Re: A true story of a crash.

Joel Jaeggli (joelja@darkwing.uoregon.edu)
Sat, 15 Aug 1998 22:09:30 -0700 (PDT)


On Sun, 16 Aug 1998, Albert D. Cahalan wrote:

> Matt Agler writes:
> > On Sat, 15 Aug 1998, Albert D. Cahalan wrote:
>
> >> How do you _not_ let every last page get used? The first obvious
> >> problem is overcommit, which you'd have to disable.
> >
> > No. When you hit 90% (or whatever, make it configurable) utilization of
> > swap, you set a flag. The kernel is overcommitted all over the place, but
>
> That is useful on a large enough machine. The 90% rule needs to
> be a 2 MB rule, and small machines just don't have the spare memory.
>
> I like it, but don't see it as a replacement for the process killer.
> It won't save you from daemons gone wild, many of which will be
> restarted if the kernel kills them. It also won't help a tiny machine
> or a machine with the admin on vacation.

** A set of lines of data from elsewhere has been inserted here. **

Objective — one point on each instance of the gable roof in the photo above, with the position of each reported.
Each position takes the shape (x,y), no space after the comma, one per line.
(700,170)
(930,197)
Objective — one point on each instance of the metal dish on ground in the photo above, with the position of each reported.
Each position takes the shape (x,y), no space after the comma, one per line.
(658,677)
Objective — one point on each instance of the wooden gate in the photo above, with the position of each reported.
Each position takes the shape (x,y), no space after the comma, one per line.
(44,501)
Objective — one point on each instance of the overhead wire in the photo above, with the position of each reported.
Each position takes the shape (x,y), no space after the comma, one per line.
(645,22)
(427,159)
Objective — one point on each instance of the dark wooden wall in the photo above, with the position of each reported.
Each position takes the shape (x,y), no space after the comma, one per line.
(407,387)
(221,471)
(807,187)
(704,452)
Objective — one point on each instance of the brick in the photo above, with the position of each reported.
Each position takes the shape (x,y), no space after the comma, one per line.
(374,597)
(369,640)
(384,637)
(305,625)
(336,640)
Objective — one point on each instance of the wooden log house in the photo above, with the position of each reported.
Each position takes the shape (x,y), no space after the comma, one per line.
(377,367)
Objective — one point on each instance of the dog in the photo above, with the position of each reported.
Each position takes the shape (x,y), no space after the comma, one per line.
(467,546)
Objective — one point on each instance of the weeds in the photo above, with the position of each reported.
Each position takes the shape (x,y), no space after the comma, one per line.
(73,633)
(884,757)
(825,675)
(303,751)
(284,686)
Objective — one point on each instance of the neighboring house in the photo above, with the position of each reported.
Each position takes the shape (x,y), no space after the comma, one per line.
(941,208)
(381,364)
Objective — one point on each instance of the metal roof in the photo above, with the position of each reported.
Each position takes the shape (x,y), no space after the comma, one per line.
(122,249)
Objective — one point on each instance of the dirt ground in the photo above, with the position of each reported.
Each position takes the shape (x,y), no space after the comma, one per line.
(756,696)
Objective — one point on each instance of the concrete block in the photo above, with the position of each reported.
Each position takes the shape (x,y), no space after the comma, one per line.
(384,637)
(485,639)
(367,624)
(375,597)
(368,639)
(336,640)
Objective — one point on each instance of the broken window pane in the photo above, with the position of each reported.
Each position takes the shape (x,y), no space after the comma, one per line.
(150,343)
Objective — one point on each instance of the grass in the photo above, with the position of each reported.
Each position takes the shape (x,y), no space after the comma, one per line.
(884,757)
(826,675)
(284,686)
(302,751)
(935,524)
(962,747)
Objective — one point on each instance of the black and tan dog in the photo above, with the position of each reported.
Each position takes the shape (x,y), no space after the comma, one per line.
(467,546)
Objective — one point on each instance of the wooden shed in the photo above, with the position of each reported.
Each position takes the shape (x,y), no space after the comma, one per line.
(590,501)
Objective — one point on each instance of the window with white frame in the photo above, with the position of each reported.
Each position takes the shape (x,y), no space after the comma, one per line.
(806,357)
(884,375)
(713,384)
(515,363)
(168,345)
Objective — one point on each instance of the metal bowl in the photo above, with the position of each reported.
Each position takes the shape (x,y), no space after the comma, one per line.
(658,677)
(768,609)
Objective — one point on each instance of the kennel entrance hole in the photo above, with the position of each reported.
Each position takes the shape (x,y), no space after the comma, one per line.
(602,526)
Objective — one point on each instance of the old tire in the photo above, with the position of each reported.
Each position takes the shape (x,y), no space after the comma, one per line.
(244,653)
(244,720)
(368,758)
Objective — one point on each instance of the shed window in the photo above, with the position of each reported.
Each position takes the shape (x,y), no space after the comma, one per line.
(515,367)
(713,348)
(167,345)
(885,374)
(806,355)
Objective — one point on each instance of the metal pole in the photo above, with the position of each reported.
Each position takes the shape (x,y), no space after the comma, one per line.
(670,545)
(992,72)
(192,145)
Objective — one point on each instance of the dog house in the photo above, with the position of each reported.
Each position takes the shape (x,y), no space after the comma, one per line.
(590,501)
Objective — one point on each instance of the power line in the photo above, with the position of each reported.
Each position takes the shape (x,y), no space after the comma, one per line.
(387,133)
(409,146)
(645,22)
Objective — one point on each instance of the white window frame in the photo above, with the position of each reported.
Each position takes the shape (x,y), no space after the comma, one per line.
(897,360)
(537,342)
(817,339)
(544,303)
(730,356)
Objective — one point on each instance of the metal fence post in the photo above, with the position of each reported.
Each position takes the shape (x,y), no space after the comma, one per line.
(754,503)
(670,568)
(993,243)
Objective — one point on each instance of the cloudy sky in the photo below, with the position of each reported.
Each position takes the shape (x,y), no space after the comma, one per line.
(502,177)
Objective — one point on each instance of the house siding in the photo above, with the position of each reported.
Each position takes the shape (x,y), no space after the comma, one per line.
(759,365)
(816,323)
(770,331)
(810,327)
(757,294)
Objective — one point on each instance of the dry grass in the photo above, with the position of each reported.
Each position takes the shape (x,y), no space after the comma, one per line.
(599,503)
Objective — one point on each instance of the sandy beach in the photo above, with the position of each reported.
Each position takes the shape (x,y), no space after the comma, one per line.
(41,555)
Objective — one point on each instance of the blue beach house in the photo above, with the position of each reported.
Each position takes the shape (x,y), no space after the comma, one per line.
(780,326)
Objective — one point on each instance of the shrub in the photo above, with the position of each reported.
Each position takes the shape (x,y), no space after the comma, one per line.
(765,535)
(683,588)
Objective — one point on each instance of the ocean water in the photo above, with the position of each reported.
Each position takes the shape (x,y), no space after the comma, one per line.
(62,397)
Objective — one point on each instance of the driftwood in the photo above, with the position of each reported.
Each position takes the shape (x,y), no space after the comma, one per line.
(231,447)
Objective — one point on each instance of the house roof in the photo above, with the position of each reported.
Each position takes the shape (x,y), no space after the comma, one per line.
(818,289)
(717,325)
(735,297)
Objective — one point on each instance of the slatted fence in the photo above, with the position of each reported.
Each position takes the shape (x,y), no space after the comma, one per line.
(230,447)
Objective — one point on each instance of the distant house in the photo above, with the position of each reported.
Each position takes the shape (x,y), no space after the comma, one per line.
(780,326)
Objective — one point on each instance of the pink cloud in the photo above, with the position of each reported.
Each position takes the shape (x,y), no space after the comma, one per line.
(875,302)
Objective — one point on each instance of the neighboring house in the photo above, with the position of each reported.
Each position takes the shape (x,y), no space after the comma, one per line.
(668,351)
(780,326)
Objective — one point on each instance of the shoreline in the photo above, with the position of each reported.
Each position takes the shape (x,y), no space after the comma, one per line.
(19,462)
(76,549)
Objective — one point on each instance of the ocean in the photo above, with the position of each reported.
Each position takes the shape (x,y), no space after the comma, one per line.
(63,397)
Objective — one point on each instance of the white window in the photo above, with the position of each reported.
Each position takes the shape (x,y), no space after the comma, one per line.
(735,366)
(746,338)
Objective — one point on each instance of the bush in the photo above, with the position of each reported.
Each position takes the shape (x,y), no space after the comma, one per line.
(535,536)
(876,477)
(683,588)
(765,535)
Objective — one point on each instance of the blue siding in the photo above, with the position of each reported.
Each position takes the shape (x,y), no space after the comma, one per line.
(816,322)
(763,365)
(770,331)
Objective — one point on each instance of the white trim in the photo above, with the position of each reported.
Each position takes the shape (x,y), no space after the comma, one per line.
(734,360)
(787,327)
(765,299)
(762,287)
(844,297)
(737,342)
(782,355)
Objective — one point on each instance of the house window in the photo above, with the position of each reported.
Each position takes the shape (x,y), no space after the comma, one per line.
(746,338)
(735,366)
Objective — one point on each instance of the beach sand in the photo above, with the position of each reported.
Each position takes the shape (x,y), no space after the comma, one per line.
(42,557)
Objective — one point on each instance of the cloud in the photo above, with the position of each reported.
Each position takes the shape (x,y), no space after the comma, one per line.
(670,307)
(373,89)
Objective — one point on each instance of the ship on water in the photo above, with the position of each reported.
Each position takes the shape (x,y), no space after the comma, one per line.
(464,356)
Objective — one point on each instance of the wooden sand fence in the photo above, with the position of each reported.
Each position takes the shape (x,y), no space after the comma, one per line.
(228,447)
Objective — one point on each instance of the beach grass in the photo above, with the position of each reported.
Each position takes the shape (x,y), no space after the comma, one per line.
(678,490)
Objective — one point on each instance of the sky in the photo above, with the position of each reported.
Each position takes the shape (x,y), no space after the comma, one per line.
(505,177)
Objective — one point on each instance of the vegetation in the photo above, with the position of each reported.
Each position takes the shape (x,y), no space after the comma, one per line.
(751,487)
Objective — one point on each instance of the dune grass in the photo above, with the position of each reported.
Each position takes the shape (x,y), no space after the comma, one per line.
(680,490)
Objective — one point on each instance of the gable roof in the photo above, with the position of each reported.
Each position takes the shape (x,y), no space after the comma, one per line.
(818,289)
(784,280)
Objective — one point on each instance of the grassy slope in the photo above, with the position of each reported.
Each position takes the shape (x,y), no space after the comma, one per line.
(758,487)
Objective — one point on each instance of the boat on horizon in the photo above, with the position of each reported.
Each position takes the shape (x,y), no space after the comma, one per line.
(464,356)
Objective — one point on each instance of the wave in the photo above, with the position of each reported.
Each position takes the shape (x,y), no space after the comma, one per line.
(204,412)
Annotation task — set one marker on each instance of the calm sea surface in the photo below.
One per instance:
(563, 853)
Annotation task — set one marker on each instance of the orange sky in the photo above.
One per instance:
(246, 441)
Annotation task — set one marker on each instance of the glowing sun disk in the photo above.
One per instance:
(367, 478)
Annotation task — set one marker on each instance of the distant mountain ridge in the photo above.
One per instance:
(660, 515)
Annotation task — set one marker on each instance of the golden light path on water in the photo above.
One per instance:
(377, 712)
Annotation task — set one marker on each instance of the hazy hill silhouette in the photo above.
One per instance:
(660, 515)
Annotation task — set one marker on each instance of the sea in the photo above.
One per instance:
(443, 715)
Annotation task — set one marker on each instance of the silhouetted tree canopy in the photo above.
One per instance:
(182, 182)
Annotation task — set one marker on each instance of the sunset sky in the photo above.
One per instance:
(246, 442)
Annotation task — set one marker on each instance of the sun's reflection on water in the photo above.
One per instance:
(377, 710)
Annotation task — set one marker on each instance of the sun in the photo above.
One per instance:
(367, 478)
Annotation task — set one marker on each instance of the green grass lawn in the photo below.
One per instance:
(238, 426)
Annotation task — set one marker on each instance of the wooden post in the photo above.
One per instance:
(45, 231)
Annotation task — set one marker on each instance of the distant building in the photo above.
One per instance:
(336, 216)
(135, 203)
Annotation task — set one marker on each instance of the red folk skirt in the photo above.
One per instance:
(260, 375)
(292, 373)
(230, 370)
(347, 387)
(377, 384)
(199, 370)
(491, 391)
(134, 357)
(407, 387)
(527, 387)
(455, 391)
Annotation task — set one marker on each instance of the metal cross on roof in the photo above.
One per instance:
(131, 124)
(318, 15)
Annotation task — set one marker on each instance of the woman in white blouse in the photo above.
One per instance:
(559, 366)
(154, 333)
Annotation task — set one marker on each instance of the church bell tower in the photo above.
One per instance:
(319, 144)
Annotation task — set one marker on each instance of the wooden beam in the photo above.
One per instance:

I agree, On my work machines, if they start running out of swap it's
generally a sign that something is seriously wrong with the machine when
it's gone through 128 or 256 mb of ram and 256 or 384mb of swap radical
action that doesn't involve adding more swap is required to deal with the
issue.

As you say, When things get really out of hand, the idea should be to make
it come back as gracefully as possible not bandaid it until it tips over
for good. beyond a certain point adding more swap is just asking for
things to get slower and slower. The dynamically growing swapfile is win95
is a particularly good example of this. It will keep growing swap until
you either run out of disk space, get sick of it grinding and reboot or
kill a bunch of apps. Generally if you manage to keep a windows box
running for a couple of weeks you end up rebooting it because the swapfile
has become so huge.

> How about the following steps, in order?
>
> 1. optional SIGWARN, or whatever it is AIX sends
> 2. optional removal from scheduler
> 3. optional (highly recommended) process killer
> 4. mandatory oops, kill everything, and reboot

switching runlevels to single user and then coming back might suffice,
checking memory and scanning for, and resetting scsi devices takes a not
insignificant amount of time on a number of bigger machines.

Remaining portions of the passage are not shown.